Axillary Reverse Mapping in Patients Undergoing Axillary Lymph Node Dissection: A Single Institution Experience From India.

2021 
Introduction Axillary lymph node dissection (ALND) remains the gold standard for clinically node-positive and sentinel node biopsy (SLNB) positive breast cancer patients, but it is associated with the debilitating morbidity of lymphedema. Recently, a new technique of axillary reverse mapping (ARM) has been described which helps in differentiating arm lymphatics from breast lymphatics. Aim To evaluate the applicability of the ARM technique with blue dye and the incidence of metastases in ARM nodes in the Indian population. Method A total of 120 patients underwent ARM during ALND. Blue lymphatic channels and lymph nodes were noted.
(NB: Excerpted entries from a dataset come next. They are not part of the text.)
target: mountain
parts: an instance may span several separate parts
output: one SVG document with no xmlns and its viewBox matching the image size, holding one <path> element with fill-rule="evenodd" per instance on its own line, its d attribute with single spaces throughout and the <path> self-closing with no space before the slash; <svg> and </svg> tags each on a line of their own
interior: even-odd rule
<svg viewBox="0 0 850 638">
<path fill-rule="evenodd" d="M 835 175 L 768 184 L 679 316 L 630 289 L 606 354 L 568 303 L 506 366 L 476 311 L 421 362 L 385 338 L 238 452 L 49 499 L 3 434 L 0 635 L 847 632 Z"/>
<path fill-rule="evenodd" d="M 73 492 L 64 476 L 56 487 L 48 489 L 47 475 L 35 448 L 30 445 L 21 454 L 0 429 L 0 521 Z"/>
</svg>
All axillary nodes along with ARM nodes were dissected and sent separately for pathological evaluation for metastases. Results ARM nodes or lymphatics were identified in 65 (54.17%) out of 120 patients. The mean ARM lymph node yield was 1.4. The patients in whom ARM lymph nodes or lymphatics were not identified had significantly higher T stage and N stage (p <0.00001) than in whom it was identified. There was no significant correlation between ARM identification with BMI, estrogen receptor (ER), progesterone receptor (PR), human epidermal growth factor receptor 2 (HER2/neu), and neoadjuvant chemotherapy (NACT) status. ARM nodes were found metastatic in three patients (7.5%). All these patients had clinically N2 disease and all had pathologically more than ten nodes involved in the axilla. Conclusion The identification rate of ARM nodes and lymphatics with blue dye is lower in Indian patients who present with higher clinical T and N stage disease. Other clinicopathological parameters were not associated with the identification rate. The rate of metastasis in ARM nodes is high in patients with a high axillary tumor burden. Hence, preserving ARM nodes may not be oncologically safe in higher N stage disease.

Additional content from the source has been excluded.